Once again, we’ve made pierogis.  This time, however, we decided to move away from the typical Polish filling of potatoes and onions and try something a little more Italian – a spinach and ricotta filling.

Here’s what we used:

  • 3 eggs
  • Sour cream
  • Flour
  • Butter
  • Milk
  • Salt
  • An onion
  • A bag of spinach
  • Ricotta cheese
  • Olive oil

First we made the dough, which was a little different from the last time we made pierogis.  We beat together the eggs and 1 cup of sour cream in our stand mixer, then added in 4 cups of flour, 1/2 cup of butter, 1/2 cup of milk and a teaspoon of salt.




Once everything was mixed together, we rolled out the dough to 1/4-inch thickness and then used a glass to cut it into circles.




Meanwhile, we heated a little olive oil up in our cast iron pan and added a chopped onion and the entire bag of spinach.  We cooked the onion and spinach over medium heat until the spinach was wilted and then immediately removed it from the stove.
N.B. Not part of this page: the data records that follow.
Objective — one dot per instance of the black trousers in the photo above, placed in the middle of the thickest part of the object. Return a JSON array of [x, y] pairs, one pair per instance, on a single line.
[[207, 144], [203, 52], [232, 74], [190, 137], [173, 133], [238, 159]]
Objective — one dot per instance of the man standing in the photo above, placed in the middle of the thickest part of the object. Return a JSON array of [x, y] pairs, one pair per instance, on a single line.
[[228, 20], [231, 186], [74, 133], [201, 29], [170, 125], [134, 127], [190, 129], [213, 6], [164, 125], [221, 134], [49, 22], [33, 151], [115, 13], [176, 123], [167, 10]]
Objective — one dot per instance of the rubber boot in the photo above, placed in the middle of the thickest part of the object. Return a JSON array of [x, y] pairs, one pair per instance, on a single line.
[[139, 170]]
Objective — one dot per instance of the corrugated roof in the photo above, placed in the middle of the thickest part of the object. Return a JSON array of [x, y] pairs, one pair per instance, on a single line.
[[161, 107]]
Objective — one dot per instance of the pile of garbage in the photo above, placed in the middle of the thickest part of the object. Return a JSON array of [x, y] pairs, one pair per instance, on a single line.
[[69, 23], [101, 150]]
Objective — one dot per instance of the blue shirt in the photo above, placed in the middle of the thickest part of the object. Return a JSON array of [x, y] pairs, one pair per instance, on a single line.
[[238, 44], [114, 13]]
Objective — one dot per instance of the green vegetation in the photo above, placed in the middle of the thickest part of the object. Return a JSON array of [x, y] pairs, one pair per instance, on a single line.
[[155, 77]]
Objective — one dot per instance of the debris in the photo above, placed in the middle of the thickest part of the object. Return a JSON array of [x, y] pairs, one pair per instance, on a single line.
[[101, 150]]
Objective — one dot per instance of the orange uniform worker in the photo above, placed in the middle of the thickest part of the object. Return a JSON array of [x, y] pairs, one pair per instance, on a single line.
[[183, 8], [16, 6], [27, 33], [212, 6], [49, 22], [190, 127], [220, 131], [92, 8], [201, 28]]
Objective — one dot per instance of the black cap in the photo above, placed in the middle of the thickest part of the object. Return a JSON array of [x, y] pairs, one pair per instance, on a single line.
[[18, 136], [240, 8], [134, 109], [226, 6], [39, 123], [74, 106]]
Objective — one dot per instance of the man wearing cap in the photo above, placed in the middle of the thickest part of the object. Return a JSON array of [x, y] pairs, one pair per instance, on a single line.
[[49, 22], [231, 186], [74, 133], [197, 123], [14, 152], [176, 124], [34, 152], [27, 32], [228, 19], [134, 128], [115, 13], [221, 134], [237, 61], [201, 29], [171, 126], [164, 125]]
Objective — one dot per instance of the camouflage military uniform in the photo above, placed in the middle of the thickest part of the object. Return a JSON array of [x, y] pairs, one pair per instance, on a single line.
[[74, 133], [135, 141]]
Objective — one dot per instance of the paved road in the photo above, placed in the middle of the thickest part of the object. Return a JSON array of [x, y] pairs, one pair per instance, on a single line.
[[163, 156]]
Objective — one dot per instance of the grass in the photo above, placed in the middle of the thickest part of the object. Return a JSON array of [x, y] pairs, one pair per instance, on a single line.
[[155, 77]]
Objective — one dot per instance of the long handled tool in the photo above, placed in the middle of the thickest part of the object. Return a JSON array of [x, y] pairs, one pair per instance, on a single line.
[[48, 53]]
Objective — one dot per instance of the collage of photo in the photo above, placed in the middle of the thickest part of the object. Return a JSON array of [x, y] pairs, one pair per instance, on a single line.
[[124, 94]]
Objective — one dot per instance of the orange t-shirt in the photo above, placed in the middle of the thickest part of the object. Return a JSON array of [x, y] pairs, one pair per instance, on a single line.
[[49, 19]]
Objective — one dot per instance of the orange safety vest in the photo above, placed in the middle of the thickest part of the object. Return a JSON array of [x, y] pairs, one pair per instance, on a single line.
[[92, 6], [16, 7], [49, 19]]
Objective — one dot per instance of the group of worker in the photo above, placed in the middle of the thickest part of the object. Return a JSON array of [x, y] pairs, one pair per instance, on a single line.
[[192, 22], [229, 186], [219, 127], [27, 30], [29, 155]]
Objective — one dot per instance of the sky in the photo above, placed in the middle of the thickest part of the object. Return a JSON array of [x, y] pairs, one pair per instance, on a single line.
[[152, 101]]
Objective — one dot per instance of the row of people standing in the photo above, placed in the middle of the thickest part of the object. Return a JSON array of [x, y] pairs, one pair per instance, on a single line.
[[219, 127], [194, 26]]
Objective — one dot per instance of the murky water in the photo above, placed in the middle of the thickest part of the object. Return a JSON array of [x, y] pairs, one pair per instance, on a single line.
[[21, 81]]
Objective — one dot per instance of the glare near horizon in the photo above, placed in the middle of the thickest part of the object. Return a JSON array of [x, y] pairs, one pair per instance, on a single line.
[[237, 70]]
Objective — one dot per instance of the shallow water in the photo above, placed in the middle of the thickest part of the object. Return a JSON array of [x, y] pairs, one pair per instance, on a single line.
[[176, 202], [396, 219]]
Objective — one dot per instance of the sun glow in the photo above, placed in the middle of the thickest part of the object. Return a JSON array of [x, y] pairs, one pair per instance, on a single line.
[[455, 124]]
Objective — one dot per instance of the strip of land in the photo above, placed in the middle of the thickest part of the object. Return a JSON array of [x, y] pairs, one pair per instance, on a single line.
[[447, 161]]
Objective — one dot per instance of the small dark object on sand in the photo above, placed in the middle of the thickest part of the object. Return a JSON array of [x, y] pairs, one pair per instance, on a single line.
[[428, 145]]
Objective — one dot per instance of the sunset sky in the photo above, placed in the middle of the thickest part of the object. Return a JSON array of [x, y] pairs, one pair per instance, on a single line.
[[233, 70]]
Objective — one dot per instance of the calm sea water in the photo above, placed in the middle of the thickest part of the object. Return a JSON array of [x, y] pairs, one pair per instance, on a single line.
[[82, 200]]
We placed a small spoonful of the spinach mixture in the middle of every dough circle, then added a little ricotta cheese on top.  Once each pierogi was filled, we folded the dough in half to shut everything inside, pinched each one tightly closed, and then used a fork to seal the edges together.  We boiled each pierogi for 4-5 minutes until they floated to the top of our pot of water, then transferred them back into our cast iron skillet to pan fry in a little more olive oil.  We cooked them over high heat for just a few minutes to lightly brown them.




Here’s our final product:




These were definitely tasty, and we’d like to think that adding spinach instead of potatoes makes them a little healthier too (but we might be fooling ourselves).  The ricotta added in a nice, slightly sweet creaminess that you don’t usually find in pierogis.  Although we like traditional potato pierogis just fine, this variation we came up with is a good way to switch things up and add new flavors to a good vegetarian staple.